Journalists Maria Ressa of the Philippines and Dmitry Andreyevich Muratov of Russia won the 2021 Nobel Peace Prize on Friday “for their efforts to safeguard freedom of expression, which is a precondition for democracy and lasting peace.”
The Norwegian Nobel Committee stressed that a free and independent press is essential to achieving and maintaining peace in the world.
“Free, independent and fact-based journalism serves to protect against abuse of power, lies and war propaganda,” committee chair Berit Reiss-Andersen said.
Ressa, who co-founded the digital investigative site Rappler in 2012, was credited by the committee for her work to expose the “abuse of power, use of violence and growing authoritarianism in her native country.”
Muratov, a staunch defender of freedom of speech in Russia under the increasingly authoritarian government of Vladimir Putin, co-founded the independent newspaper Novaya Gazeta in 1993 and he has served as top editor since 1995.
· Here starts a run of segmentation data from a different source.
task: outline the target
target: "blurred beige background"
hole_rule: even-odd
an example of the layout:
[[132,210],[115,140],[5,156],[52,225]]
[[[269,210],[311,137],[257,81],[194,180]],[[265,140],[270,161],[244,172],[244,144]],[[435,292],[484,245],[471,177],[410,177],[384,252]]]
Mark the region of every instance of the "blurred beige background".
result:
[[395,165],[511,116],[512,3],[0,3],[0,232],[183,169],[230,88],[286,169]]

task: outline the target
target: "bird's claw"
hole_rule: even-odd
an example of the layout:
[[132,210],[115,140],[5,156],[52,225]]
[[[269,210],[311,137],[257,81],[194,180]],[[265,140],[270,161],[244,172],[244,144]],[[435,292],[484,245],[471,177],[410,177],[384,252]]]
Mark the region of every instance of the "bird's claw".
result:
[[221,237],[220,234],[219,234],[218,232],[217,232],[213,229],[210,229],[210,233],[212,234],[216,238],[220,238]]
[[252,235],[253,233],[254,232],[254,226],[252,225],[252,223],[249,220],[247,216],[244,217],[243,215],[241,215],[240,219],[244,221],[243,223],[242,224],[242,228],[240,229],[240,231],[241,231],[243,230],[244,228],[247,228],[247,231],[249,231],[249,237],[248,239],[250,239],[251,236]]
The Nobel committee credited Novaya Gazeta as “the most independent newspaper in Russia today, with a fundamentally critical attitude towards power.”
According to the Committee to Protect Journalists, 17 media workers were killed in the Philippines in the last decade and 23 in Russia. (Since the paper’s launch, six Novaya Gazeta journalists have been killed.)
Ressa and Muratov will each receive gold medal and a half share of a prize worth 10 million Swedish kronor (roughly $1.14 million).